Daniel A H Peach et al. PLoS One.

Abstract

Inflorescence patterns of ultraviolet (UV) absorption and UV-reflection are attractive to many insect pollinators. To understand whether UV inflorescence cues affect the attraction of nectar-foraging mosquitoes, we worked with the common house mosquito, Culex pipiens and with two plant species exhibiting floral UV cues: the tansy, Tanacetum vulgare, and the common hawkweed Hieraciumm lachenalii. Electroretinograms revealed that Cx. pipiens eyes can sense UV wavelengths, with peak sensitivity at 335 nm. Behavioural bioassays divulged that UV inflorescence cues enhance the attractiveness of inflorescence odour. In the presence of natural floral odour, female Cx. pipiens were attracted to floral patterns of UV-absorption and UV-reflection but preferred uniformly UV-dark inflorescences. Moreover, Cx. pipiens females preferred UV-dark and black inflorescence models to UV-dark and yellow inflorescence models. With feathers and pelts of many avian and mammalian hosts also being UV-dark and dark-coloured, foraging Cx. pipiens females may respond to analogous visual cues when they seek nectar and vertebrate blood resources.

Conflict of interest statement

The authors would like to state that their industrial sponsor, Scotts Canada Ltd, had no role in the study design; collection, analysis, and interpretation of data; writing of the paper; or decision to submit for publication. The authors would also like to state that their relationship with Scotts Canada Ltd does not alter their adherence to PLOS ONE policies on data sharing and materials. The authors declare that they have no financial or non-financial competing interests.

Figures

Fig 1
Fig 1. Photographs of common hawkweed and common tansy in the human-visible light range and UV light range.
Inflorescences of common hawkweed, Hieracium lachenalii (a,b), and common tansy, Tanacetum vulgare (c,d), photographed with a custom-built camera capable of taking images in the human-visible light range (a,c) and UV light range (b,d).
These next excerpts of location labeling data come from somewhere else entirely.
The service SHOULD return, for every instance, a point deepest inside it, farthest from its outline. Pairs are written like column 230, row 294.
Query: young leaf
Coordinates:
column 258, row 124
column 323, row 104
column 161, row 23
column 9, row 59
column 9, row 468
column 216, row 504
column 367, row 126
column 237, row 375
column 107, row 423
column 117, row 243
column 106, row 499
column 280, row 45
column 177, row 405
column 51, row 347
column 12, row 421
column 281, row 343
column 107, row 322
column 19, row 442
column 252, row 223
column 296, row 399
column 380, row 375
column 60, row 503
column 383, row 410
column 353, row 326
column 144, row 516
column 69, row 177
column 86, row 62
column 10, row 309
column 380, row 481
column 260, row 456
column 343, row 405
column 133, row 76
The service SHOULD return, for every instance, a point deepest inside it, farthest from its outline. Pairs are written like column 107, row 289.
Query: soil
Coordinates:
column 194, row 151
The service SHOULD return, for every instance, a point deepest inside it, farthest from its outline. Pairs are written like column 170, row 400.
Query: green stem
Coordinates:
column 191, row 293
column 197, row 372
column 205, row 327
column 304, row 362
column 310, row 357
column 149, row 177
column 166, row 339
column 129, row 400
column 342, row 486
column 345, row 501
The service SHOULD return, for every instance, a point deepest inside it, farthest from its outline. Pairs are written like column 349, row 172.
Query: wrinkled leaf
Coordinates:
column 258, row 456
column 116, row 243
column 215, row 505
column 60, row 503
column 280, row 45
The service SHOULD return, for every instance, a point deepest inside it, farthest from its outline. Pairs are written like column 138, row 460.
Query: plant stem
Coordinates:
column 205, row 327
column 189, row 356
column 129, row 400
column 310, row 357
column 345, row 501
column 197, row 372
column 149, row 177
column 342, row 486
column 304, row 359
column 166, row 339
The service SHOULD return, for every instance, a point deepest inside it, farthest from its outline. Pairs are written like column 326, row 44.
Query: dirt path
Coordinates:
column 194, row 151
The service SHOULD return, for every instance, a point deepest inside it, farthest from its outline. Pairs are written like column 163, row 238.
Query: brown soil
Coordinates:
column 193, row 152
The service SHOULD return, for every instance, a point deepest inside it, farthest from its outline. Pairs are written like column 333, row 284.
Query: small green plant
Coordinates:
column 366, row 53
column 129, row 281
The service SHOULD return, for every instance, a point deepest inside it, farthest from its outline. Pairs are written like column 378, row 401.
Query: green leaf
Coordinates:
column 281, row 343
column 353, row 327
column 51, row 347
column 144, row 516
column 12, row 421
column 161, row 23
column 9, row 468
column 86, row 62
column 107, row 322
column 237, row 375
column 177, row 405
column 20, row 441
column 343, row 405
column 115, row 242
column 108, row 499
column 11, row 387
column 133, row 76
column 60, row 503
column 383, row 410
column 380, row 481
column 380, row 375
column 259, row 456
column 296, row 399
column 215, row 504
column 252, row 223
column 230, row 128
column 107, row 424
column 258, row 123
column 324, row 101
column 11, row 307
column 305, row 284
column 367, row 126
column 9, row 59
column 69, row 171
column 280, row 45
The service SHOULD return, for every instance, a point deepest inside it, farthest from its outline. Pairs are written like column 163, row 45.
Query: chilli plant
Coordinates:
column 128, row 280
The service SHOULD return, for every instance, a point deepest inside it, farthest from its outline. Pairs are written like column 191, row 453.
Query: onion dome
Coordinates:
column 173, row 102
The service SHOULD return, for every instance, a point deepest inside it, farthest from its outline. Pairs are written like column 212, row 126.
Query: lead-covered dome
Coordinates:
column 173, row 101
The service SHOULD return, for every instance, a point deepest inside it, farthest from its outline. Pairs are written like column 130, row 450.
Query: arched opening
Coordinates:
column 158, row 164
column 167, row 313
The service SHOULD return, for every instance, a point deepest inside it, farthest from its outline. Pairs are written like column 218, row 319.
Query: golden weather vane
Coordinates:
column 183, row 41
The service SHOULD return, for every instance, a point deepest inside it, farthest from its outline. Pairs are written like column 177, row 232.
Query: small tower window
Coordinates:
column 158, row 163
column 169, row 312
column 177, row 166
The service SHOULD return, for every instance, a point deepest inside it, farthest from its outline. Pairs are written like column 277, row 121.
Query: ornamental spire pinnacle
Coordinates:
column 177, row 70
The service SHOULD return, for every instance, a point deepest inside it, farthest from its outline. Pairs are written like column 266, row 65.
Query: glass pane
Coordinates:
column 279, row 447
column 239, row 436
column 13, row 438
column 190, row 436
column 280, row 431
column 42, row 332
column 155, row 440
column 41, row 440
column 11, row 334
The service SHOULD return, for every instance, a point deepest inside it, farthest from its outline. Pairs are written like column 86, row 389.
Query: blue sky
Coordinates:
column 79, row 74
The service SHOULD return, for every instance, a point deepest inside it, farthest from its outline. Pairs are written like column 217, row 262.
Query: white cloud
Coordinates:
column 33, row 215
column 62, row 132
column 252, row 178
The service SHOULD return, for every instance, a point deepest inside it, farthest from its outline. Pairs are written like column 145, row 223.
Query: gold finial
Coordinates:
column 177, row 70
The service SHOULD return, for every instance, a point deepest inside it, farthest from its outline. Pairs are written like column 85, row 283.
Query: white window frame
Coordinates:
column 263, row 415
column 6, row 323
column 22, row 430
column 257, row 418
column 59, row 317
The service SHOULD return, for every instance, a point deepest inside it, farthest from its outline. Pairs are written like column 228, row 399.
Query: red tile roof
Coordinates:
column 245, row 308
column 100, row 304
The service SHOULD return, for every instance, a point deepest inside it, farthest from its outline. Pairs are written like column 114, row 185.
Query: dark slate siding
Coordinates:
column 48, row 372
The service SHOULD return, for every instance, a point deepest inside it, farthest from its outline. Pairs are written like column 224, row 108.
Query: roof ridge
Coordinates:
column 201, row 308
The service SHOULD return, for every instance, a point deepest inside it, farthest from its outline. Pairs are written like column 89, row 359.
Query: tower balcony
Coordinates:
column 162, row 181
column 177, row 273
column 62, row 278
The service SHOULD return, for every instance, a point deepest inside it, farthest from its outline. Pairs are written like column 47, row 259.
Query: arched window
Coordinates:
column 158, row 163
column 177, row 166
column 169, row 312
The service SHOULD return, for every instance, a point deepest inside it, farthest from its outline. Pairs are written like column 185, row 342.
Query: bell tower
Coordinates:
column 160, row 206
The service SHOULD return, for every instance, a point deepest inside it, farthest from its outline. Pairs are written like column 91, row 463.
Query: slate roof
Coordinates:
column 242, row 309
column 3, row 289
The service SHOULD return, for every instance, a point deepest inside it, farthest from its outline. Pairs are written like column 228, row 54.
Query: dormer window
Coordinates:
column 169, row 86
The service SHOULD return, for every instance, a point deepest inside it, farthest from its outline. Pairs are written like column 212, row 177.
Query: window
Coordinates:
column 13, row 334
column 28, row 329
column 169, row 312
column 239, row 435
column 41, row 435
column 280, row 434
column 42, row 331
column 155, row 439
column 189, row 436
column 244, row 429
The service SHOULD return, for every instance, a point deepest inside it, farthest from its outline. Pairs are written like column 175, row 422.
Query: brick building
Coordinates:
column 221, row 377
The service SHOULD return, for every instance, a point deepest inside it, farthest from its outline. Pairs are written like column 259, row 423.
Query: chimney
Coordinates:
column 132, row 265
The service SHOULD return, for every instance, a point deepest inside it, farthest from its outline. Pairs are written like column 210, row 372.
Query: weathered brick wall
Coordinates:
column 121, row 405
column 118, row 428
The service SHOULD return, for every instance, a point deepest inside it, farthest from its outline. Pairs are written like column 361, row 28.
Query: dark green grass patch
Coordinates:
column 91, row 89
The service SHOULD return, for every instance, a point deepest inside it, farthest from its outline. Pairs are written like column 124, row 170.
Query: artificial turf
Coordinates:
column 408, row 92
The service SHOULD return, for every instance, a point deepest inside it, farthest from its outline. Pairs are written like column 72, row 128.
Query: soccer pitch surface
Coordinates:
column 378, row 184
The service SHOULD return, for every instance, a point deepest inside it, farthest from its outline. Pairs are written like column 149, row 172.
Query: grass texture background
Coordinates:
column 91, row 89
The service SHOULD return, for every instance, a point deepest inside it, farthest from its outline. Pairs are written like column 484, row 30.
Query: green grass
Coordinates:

Hieracium lachenalii (b) displays a prominent UV “bullseye” with UV-absorbing petal bases and UV-reflective petal apices.
Fig 2
Fig 2. General design for behavioural bioassays.
(a) Photo (front view) of the behavioural bioassay design, showing paired Delta traps inside a mesh cage, and the position of a conventional and UV light source. (b) Schematic drawing (top/lateral view) of the behavioural bioassay design, showing three side walls covered in black cloth, paired Delta traps, and the two light sources. For each bioassay replicate, 50 virgin, 1- to 3-day-old females were released into the cage, and trap captures were recorded 24 h later.
Fig 3
Fig 3. Summary of the experimental design to test attraction of female Culex pipiens to inflorescences of Hieracium lachenalii and Tanacetum vulgare, or to inflorescence models.
Test stimuli are presented in schematic drawings, with left and right sections presenting the human-visible and UV light image, respectively; grey and black in the UV light image indicate UV reflection (UV-bright) and UV absorption (UV-dark), respectively; hatched lines indicate that the inflorescence was covered by cheese cloth; odour from natural inflorescences was present in all experiments (see methods for details).
Fig 4
Fig 4. Spectral sensitivity of Culex pipiens compound eyes.
Electroretinograms (ERGs) showing the mean spectral sensitivity of compound eyes of 3- to 4-day-old female Culex pipiens that were dark-adapted (black lines; n = 5), green-adapted (green lines; n = 5), or UV-adapted (purple lines, n = 5). The shaded area around each line represents the standard error of the spectral mean.
Fig 5
Fig 5. Effect of visual and olfactory inflorescence cues on trap captures of 1- to 3-day-old female Culex pipiens.
Inflorescences of Hieracium lachenalii (Exp. 1) and Tanacetum vulgare (Exp. 2), respectively, are shown in schematic drawings, with left and right sections presenting the human-visible and UV-light image, respectively; hatched lines indicate the inflorescence was covered by cheese cloth. Visual inflorescence cues did enhance the effect of inflorescence odour under UV light (Exps. 1, 2) but did not under UV-deficient illumination (Exps. 3, 4). Uniformly UV-dark H. lachenalii inflorescences (as a result of sunscreen treatment) were more attractive than inflorescences with the natural UV absorption and UV reflectance pattern (Exp. 5). Numbers in bars indicate total number of mosquitoes responding. The boxed number in the centre of bars shows the response ratio (total number of mosquitoes captured divided by the total number of mosquitoes released expressed as percentage). For each experiment, an asterisk indicates a significant preference for a test stimulus (binary logistic regression model; p < 0.05).
Fig 6
Fig 6. Effect of UV absorption, UV reflection and colour of inflorescence models in the presence of inflorescence odour (occluded inflorescence) on trap captures of 1- to 3-day-old female Culex pipiens.
Inflorescence models are shown in schematic drawings, with left and right sections presenting the human-visible and UV light image, respectively. Yellow UV-dark models were more attractive than yellow UV-bright models (Exp. 6), whereas black UV-dark models were more attractive than yellow UV-dark models (Exp. 7), indicating an interaction between UV-darkness and colour. Numbers in bars indicate the total number of mosquitoes responding. The boxed number in the centre of bars shows the response ratio (total number of mosquitoes captured divided by the total number of mosquitoes released expressed as percentage). For each experiment, an asterisk indicates a significant preference for a test stimulus (binary logistic regression model; p < 0.05).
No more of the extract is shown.